March 21, 2007
Mufti's 'hymen fatwa' causes shock waves among scholars
By Yasmine Saleh
CAIRO: Reconstructive hymen surgery for women who lost their virginity before marriage is halal (religiously permissible), said to Aly Gomaa, the Grand Mufti of Egypt.
Gomaa, the highest authority with the power to issue a fatwa (religious edict), appeared the popular terrestrial Channel Two’s talk show El Beit Beitek, where he condoned the controversial fatwa, released by Soad Saleh, the ex-dean of the faculty of Islamic studies at Al-Azhar University and noted scholar.
Shiekh Khaled El Gindy, an Al-Azhar scholar and member of the Higher Council of Islamic Studies told The Daily Star Egypt that he agrees with the new fatwa.
"Islam never differentiates between men and women, so it is not rational for us to think that God has placed a sign to indicate the virginity of women without having a similar sign to indicate the virginity of men," El Gindy said.
"Any man who is concerned about his prospective wife’s hymen should first provide a proof that he himself is virgin," he added.
El Gindy voiced his full support for Gomaa.
Not only did Gomaa acknowledge the fatwa but asked women who will undergo the contentious surgery not to tell their future spouses about it, since this is not a question of honesty.
"If God wants us to know everything about each other, He would have given us the ability to read each others' minds, so why did he not do so? Perhaps maybe someone would have a wrong idea about you now but will change it later," Gomaa said.

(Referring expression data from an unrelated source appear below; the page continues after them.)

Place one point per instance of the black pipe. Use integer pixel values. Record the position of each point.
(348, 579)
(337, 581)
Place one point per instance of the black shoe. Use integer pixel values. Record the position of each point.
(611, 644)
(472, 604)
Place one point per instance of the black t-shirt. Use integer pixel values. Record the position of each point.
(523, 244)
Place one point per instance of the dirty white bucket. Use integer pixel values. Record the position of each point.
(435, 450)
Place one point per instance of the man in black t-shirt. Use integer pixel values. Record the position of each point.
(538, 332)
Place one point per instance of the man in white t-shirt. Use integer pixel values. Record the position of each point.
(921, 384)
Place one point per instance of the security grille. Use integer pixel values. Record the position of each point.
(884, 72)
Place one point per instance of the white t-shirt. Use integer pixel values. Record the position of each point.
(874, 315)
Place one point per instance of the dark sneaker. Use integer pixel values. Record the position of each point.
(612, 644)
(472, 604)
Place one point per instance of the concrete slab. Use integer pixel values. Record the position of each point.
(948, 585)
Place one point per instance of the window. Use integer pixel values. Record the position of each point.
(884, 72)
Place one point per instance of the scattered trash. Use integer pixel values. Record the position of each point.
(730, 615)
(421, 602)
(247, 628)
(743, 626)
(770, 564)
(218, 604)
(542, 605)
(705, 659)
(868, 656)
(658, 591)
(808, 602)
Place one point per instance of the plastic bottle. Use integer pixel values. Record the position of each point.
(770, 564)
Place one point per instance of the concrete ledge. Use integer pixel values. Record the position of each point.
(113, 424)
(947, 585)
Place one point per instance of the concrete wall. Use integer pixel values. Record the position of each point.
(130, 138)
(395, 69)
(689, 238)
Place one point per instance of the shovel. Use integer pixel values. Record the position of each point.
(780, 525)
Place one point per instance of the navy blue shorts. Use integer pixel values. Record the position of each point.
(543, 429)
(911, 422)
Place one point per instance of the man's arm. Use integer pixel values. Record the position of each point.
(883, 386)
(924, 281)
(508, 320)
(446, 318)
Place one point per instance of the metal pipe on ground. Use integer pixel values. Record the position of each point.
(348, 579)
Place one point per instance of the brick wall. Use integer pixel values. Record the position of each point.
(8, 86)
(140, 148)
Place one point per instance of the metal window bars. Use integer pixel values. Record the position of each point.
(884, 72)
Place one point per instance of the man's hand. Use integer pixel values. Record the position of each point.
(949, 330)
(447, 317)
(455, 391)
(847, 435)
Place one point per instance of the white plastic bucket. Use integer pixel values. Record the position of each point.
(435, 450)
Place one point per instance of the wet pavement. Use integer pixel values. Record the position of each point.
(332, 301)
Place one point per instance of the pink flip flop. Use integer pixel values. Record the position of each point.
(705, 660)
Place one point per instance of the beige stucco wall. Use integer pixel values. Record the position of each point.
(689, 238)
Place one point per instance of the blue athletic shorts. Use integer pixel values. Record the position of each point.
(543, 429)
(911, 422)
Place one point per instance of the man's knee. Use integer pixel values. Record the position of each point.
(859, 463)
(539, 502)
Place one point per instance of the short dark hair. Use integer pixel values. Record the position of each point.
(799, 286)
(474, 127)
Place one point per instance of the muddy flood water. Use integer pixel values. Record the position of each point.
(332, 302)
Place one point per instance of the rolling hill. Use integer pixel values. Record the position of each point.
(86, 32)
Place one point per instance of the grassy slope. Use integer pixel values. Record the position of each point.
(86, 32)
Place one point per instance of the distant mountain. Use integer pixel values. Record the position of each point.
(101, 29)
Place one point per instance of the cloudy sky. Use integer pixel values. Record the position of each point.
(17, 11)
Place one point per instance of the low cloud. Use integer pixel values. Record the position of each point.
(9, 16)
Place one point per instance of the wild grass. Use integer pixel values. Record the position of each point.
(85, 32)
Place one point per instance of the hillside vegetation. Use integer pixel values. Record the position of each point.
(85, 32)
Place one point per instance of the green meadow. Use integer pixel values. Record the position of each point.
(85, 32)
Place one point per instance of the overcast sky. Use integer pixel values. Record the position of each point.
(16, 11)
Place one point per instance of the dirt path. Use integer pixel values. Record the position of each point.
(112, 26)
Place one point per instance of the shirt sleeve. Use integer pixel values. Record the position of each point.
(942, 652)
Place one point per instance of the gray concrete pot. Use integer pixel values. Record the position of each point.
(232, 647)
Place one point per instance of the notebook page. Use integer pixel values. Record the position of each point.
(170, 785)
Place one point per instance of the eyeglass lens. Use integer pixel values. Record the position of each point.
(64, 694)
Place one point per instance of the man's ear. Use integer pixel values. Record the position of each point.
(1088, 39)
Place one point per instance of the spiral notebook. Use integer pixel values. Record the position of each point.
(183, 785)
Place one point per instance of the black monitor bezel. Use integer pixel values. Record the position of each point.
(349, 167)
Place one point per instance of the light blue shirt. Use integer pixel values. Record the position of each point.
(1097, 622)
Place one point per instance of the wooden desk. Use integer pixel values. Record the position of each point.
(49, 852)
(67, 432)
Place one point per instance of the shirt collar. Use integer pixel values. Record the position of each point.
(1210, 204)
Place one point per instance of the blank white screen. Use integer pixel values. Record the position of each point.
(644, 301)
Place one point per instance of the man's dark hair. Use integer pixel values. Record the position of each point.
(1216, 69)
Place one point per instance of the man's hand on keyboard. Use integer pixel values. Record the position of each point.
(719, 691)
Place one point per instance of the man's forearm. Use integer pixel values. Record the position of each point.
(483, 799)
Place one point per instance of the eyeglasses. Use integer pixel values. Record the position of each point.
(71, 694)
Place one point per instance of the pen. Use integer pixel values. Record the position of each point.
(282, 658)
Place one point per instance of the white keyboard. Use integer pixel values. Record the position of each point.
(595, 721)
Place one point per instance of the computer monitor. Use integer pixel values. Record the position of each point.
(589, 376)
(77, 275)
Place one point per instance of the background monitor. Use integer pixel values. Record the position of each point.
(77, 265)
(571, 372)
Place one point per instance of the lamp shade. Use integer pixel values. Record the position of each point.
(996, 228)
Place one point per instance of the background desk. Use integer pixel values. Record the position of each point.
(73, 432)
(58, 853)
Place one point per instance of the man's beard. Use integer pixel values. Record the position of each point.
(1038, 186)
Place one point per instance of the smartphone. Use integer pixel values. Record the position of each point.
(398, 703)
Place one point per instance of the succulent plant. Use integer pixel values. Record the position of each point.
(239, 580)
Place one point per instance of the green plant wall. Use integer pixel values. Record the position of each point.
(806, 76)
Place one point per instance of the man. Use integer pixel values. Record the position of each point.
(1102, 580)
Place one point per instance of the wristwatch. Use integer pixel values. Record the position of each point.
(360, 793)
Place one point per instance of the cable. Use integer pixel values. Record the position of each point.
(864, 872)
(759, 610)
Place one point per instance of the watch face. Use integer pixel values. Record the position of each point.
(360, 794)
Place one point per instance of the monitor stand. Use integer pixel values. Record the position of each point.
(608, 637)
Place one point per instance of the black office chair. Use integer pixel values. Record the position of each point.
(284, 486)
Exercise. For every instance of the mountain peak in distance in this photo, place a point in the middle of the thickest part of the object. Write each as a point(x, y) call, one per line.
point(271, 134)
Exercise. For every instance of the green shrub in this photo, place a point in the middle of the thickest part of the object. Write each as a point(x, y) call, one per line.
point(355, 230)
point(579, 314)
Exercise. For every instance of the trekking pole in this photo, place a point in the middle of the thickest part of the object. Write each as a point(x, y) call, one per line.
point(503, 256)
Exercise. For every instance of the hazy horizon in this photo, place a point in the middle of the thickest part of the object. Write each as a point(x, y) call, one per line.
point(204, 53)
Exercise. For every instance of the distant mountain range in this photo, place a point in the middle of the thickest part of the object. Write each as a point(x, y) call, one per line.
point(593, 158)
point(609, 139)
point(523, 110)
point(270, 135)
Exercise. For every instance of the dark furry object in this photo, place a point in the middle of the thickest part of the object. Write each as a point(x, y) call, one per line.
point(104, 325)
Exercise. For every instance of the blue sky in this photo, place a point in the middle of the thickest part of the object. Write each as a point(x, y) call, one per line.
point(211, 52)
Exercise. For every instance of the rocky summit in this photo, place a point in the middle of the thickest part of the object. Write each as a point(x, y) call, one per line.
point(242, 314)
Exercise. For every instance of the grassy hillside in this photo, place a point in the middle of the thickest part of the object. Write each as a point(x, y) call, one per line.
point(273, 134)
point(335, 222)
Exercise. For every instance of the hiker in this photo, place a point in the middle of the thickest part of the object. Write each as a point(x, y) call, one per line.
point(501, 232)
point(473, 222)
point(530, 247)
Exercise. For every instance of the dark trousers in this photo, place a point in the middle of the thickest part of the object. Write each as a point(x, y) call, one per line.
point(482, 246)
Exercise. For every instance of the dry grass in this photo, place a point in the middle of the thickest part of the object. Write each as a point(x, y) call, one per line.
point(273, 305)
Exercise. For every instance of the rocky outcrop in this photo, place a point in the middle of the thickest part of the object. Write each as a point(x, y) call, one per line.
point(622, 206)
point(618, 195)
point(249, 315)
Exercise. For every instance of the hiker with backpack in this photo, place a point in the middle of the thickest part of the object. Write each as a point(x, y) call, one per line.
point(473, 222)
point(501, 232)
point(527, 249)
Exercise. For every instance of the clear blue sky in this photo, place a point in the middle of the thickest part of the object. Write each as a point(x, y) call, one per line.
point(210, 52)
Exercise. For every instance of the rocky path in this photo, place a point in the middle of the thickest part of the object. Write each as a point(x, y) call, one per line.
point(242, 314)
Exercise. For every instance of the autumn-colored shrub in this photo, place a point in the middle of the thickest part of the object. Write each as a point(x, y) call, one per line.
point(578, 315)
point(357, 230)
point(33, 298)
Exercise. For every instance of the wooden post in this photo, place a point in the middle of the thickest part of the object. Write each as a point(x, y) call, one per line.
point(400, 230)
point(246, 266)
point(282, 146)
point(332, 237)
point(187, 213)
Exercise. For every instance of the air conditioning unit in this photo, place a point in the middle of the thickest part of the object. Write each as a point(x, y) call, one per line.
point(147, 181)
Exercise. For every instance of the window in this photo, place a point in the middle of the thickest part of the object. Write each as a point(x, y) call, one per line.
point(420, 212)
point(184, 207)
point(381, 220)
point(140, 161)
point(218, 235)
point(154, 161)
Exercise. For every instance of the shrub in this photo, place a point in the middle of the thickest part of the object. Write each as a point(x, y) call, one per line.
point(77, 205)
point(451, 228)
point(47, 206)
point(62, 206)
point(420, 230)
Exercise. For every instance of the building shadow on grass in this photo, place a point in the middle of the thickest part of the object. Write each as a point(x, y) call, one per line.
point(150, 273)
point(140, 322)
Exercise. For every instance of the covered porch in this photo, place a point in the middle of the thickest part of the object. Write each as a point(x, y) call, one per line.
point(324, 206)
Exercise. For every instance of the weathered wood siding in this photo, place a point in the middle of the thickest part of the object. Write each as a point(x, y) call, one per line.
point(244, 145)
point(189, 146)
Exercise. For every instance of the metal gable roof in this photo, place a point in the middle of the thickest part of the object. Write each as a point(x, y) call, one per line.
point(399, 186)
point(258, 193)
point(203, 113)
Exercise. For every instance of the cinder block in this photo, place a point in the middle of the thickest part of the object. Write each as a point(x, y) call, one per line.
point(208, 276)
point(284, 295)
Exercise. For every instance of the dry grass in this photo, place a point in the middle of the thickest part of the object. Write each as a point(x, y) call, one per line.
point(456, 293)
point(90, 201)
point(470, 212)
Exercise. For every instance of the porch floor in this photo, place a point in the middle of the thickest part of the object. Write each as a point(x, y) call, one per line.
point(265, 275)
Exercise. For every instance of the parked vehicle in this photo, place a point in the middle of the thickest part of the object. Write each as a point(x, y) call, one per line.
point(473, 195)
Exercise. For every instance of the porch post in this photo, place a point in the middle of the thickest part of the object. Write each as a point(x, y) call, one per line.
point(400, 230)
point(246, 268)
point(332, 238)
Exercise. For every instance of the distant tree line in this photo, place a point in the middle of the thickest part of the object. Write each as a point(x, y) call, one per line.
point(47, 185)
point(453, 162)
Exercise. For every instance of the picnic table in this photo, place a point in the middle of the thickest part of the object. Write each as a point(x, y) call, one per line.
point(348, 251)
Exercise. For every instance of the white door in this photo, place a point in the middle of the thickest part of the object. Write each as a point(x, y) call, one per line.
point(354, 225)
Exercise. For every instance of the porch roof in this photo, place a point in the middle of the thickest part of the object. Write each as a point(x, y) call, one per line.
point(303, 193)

Even more shocking to many observers, Gomaa said that if a married woman had sexual intercourse with another man but truly regretted her actions and asked God for forgiveness, she should not tell her husband.
"According to Sharia, if a husband knew that his wife had sexual intercourse with anyone else, he should divorce her, so by not telling him she would be protecting her home and her life," he explained.
The fatwa has led to much controversy within Al-Azhar and Egyptian society as a whole.
In Upper Egypt honor crimes are still committed. If a woman loses her virginity out of wedlock, she is considered a big shame on everyone and deserves to die.
In response to such ideas, El Gindy told The Daily Star Egypt that, "Islam does not care for the feelings of ignorant people, just as the law does not protect the idiots."